Throughout Adler, key emphasis was put on the requirement of ‘give and take’ in an arrangement rather than a mere confiscation of rights. This subject came to light in Aggregate, with the group’s offer of €200,000 to tier 2 and junior creditors to drop their claims being compared to expropriation. Once again, the question of relevant alternative is critical. Tom Smith KC suggested that the standard established in Adler of “modest” compensation is met by the modified plan, as the compensation proposed is more than the creditors would receive in the alternative, being liquidation and pari passu distribution. It will be interesting to see if the High Court agree with the ‘something is better than nothing’ approach to the give and take requirement.
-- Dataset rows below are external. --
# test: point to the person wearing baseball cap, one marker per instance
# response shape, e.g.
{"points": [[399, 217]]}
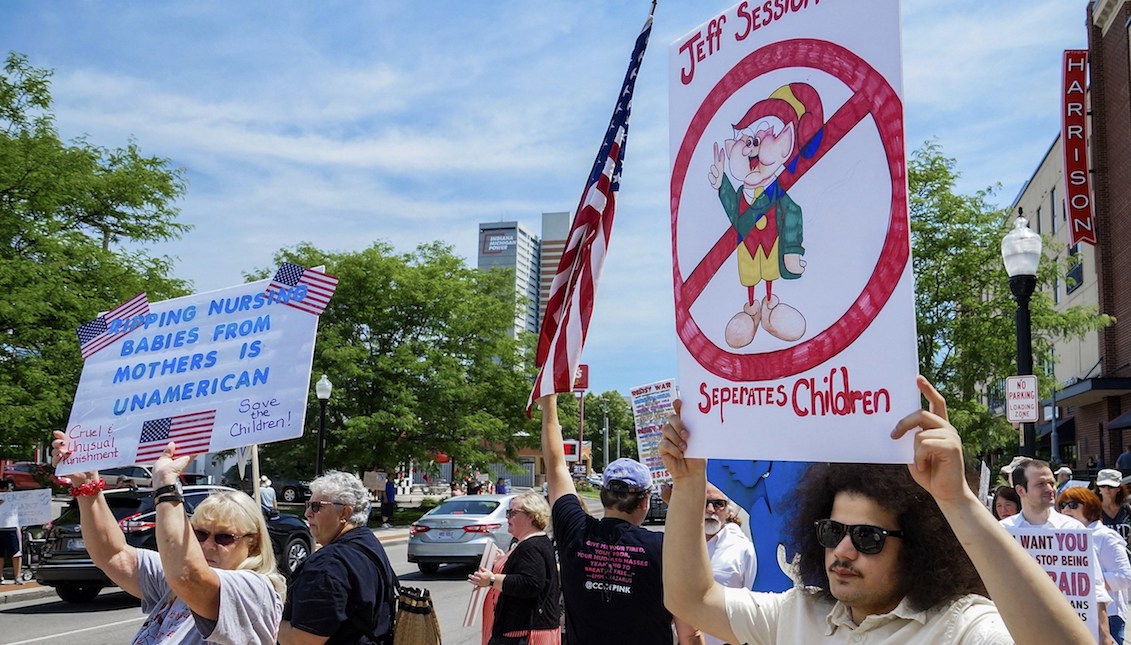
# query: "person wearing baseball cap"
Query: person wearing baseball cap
{"points": [[611, 574], [1116, 515]]}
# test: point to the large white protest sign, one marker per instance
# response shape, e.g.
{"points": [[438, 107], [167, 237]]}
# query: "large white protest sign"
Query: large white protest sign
{"points": [[790, 233], [210, 371], [25, 508], [1067, 556], [652, 404]]}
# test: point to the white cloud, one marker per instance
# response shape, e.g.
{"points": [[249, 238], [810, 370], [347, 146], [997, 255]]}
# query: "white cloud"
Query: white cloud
{"points": [[346, 123]]}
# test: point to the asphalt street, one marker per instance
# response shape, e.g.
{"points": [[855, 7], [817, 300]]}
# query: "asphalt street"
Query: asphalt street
{"points": [[35, 615]]}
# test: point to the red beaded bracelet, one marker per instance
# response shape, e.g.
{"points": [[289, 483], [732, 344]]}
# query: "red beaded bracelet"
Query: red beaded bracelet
{"points": [[88, 489]]}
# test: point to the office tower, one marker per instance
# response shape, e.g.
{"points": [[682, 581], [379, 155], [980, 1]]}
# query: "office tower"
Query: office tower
{"points": [[509, 244]]}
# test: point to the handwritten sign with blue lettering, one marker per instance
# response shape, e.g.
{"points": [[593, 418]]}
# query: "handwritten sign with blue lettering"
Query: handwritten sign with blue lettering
{"points": [[25, 508], [210, 371]]}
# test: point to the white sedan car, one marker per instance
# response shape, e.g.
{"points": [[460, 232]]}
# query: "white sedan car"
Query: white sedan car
{"points": [[458, 531]]}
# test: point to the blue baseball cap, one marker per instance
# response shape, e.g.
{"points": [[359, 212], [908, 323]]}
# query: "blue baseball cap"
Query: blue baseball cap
{"points": [[629, 472]]}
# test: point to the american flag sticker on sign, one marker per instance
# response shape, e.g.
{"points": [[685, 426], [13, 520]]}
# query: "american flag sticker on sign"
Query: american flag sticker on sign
{"points": [[192, 433], [307, 290]]}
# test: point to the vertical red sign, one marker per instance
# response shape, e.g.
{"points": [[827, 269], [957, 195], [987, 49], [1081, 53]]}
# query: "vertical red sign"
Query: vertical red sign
{"points": [[1075, 144]]}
An intriguing take-away from this hearing was the submissions in relation to relevant jurisdiction and forum shopping. Despite PLSH being the Luxembourg-incorporated holding company of a German group, Tom Smith KC submitted that there was sufficient connection with England to sanction the restructuring plan as PLSH’s center of main interests (COMI) was in England. Tom Smith KC recognised that the COMI was converted to England to benefit from more advantageous insolvency legislation, but submitted this is well within their rights. The opposing creditors did not dispute this submission, but Charlotte Cook instead argued that COMI is a factual matter and the conditions are not met. It was argued that PLSH’s relocation to London did not satisfy the permanence requirement and was an illusion rather than a substantive relocation, due to lack of outward facing presence in England. It was further argued that this is a form of ‘bad forum shopping’ as it was an attempt to evade debts which could be written off under the Part 26A plan, but would not be under the Luxembourg plan. This presents an interesting dynamic between utilitising COMI while avoiding bad forum shopping.

Going forward

Mr Justice Richards reserved judgement, recognising this as an important and complex case with many nuances to consider. With Adler already being subject of much scholarly commentary and multiple interpretations being forwarded in submissions, Mr Justice Richards must now weigh up the contrasting views and outline his understanding of the case and its effects. Mr Justice Richards observed that money is short for Aggregate, who want to continue development, so time is of the essence. The embargoed judgment is expected within three to four weeks, which could provide significant insight into how the courts will apply Adler in practice.